Zimbabwe strikes pay deal with restive civil servants

The Zimbabwe government and its workers on January 29, 2020 partly resolved a long-standing wage dispute which had kept the two parties at loggerheads for the greater part of 2019. FILE PHOTO | ZINYANGE AUNTONY | AFP

What you need to know:

  • The two parties agreed on wage increases ranging between 133 percent and 172 percent.
  • There will also be a Cost of Living Adjustment based on the total package.
  • The floating of the currency resulted in the skyrocketing of prices of goods and services.

Harare,

The Zimbabwe government and its workers on Wednesday partly resolved a long-standing wage dispute which had kept the two parties at loggerheads for the greater part of 2019 when civil servants wanted their dues to be paid at the interbank rate.

The two parties agreed on wage increases ranging between 133 percent and 172 percent, putting the lowest paid worker on a salary of 2,500 Zimbabwe dollars (about 140 U.S. dollars) per month backdated to January 2020.

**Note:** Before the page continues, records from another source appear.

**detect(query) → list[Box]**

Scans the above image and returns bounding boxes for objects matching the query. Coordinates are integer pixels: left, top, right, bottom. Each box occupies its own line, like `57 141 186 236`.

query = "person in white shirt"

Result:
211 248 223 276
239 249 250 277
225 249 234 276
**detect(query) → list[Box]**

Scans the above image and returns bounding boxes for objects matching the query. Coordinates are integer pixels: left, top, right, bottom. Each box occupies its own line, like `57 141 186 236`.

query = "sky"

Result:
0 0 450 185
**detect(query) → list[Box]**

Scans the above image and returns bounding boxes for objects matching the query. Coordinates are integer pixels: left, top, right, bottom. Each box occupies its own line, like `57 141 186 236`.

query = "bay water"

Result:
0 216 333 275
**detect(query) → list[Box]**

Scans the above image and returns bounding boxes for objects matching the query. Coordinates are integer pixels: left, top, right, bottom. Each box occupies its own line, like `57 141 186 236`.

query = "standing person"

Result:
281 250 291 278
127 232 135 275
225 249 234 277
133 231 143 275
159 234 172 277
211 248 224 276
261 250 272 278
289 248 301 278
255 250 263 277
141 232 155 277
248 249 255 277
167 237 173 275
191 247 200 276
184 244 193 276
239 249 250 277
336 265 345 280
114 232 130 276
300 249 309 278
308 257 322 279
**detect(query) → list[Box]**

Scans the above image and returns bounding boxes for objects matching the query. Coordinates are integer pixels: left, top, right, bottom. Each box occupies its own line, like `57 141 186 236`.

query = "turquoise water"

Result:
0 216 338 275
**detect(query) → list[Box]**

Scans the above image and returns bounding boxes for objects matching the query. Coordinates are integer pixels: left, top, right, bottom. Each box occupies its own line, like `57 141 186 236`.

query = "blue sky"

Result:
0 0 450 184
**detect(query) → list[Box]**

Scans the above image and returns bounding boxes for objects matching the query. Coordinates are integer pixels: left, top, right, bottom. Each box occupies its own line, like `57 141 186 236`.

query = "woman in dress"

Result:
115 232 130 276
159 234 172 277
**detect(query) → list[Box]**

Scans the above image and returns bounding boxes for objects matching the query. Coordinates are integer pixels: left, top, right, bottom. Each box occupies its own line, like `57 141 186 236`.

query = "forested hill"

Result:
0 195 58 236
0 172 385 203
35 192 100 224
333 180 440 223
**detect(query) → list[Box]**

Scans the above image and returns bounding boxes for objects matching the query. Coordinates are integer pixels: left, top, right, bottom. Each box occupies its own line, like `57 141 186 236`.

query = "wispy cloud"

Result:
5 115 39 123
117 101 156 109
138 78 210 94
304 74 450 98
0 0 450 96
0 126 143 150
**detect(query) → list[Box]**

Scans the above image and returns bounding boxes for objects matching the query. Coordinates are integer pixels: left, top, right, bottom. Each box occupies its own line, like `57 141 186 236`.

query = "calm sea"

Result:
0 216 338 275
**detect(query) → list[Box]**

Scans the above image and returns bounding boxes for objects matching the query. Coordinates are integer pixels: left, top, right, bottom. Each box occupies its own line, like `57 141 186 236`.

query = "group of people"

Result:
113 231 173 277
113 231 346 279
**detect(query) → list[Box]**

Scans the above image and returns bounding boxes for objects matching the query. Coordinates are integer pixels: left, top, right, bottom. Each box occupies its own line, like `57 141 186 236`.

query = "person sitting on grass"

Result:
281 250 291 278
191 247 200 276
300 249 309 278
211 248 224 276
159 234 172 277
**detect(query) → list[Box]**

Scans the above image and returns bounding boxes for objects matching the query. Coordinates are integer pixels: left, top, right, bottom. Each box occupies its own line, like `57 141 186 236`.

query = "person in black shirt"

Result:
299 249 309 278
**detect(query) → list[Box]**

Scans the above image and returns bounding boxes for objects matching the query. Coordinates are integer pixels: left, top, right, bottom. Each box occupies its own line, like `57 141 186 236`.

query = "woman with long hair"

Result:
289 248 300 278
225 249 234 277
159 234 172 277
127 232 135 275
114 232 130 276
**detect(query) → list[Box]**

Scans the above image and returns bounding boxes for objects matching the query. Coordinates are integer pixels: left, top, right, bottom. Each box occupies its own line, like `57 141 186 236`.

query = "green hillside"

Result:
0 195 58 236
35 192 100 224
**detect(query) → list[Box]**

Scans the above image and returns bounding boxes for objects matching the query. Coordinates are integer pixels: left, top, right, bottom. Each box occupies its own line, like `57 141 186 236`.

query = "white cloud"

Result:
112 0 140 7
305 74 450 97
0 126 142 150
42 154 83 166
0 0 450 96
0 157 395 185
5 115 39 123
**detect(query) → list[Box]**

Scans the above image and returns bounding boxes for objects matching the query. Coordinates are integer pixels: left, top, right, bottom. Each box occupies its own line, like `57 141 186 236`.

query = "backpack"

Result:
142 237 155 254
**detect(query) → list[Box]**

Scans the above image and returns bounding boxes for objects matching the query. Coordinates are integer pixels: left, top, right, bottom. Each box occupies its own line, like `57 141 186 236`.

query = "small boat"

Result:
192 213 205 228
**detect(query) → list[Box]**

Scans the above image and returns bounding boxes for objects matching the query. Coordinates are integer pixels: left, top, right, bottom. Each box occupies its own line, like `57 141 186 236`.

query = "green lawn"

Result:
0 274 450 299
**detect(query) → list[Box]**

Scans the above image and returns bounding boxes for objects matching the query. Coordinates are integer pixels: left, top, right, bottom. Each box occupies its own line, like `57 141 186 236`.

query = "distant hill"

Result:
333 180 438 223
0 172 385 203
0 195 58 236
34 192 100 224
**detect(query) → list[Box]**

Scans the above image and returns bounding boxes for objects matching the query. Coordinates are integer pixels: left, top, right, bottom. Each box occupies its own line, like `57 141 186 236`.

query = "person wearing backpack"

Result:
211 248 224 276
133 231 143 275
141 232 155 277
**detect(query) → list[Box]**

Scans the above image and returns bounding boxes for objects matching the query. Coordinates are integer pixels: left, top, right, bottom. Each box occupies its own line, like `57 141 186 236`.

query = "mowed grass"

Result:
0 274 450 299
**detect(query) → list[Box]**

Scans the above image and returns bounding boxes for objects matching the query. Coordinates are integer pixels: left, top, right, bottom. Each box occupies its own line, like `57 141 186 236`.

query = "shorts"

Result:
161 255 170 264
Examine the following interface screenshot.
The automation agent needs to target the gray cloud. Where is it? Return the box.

The highest paid civil servant represented by the unions will earn 4,631 dollars (about 260 U.S. dollars). There will also be a Cost of Living Adjustment based on the total package, also to be paid starting February and backdated to January, state-controlled media reported Thursday.

FALLEN CURRENCY

Civil servants have been arguing that the value of their salaries was eroded the moment the Reserve Bank of Zimbabwe decided that the local Zimbabwean dollar was no longer at par with the United States dollar in 2019.

The floating of the currency resulted in the skyrocketing of prices of goods and services as producers and service providers moved to retain value on their products.

The workers' representative body, the Apex Council, said however that the package agreed on Wednesday was a mere 31 percent of what they had tabled.

Since civil servants had received their January salaries, the workers will be paid the difference in four equal installments starting February until the end of April, when another salary review is expected, The Herald newspaper said.

PAY DEAL

It said the negotiators meeting under the National Joint Negotiating Council (NJNC) signed the agreement in the early hours of Wednesday.

Apex Council president Cecilia Alexander later said that the deal was a provisional agreement while negotiations continued. "We wish to advise our members that as NJNC we have reached a provisional agreement as we continue with negotiations," she said.

She said having taken note of the challenges being faced by members due to rising cost of living and the state of the economy, they had agreed to at least get something as a compromise for now while continuing with negotiations.

Alexander said they had pressured the government to pay the January shortfalls over three months after failing to agree on a once-off payment.